In March of this year, MEPs David Lega and Michael Gahler asked EU Commissioner for Neighbourhood and Enlargement Oliver Varhelyi about the status of the law and what the Commission’s standpoint was on the law in relation to Albania’s EU accession bid.
If adopted, the amendments would bring all online media under the direct control of the Audiovisual Media Authority (AMA), a board of government appointees. They would have the power to block, fine, and even potentially close any sites they deem have violated vague laws on hate speech, fake news, and causing panic.
The MEPs’ questions state:
“We were therefore pleased to see the Council state in its conclusions of 25 March 2020 that Albania must revise the proposal before the first intergovernmental conference and that ‘amending the medial law in line with the Venice Commission remain important priorities.”
They also note that these changes have not been made, and proceed to ask why Varheyi insists that all criteria for the first intergovernmental conference have been met.
“How can the Council conclusions – as well as the Copenhagen criteria of freedom of expression – be considered fulfilled when the Venice Commission recommendation has not yet been implemented?” it queries.
Over five months later, Varhelyi provided his answer. He claimed that contrary to what was written in the 2020 report, “amending the media law in line with the Venice Commission recommendations was not set in the March 2020 Council Conclusions as a condition for holding the first Inter-Governmental Conference, but rather considered an important priority for follow-up.”
He continued that representatives from the government have “publicly committed” to ensuring that any new media legislation would be in line with the VC recommendations.
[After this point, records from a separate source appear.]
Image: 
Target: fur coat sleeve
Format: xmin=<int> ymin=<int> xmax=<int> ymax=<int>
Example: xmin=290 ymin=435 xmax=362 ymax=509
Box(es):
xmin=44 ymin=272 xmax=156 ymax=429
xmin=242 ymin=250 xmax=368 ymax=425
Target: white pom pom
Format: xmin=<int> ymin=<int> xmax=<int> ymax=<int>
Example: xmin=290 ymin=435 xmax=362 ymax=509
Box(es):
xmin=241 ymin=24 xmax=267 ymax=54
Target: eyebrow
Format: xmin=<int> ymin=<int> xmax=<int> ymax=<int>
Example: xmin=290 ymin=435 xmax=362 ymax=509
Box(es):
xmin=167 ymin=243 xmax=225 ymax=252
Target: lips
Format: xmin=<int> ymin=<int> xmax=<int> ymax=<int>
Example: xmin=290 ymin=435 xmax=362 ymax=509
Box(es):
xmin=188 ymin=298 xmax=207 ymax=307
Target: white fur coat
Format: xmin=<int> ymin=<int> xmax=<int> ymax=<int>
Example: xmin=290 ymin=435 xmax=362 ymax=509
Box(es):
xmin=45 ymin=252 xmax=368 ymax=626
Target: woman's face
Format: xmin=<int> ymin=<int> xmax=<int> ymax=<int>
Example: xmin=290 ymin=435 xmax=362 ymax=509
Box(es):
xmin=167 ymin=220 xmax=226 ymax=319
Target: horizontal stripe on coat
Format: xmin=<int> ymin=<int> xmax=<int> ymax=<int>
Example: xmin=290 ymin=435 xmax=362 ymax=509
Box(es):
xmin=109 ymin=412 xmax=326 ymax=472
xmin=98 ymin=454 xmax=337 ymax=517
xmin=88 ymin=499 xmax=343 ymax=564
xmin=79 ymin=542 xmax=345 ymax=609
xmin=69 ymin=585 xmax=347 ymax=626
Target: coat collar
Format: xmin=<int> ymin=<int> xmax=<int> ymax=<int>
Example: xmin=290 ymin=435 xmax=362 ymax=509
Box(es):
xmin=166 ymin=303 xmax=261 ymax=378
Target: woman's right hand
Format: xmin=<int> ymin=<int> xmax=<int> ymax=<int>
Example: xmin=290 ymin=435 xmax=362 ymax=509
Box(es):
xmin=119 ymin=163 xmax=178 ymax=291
Varhelyi then states that the government “indicated” they had reconsidered the adoption of the draft law. He didn’t mention the fact that it’s still on the agenda of parliament.
Varhelyi concludes his answer by stating that the Commission has “taken note of Albanian authorities’ decision not to change the law in a way incompatible with international standards,” adding they will continue to monitor the media freedom situation in the country.
Before the dissolution of parliament, the ruling Socialist Party, which held a majority after the opposition resigned their mandates in 2019, voted in Prime Minister Edi Rama’s ex-Director of Communications as the head of AMA, the body that under the anti-defamation package would implement the new provisions.
This violates several VC recommendations, including stipulations in Albanian law that appointees to the AMA board be independent and free from political influence.
The government proceeded with the appointment, despite calls from the EU, media organizations, and local and international stakeholders to wait until the new parliament, complete with an opposition, convenes in September.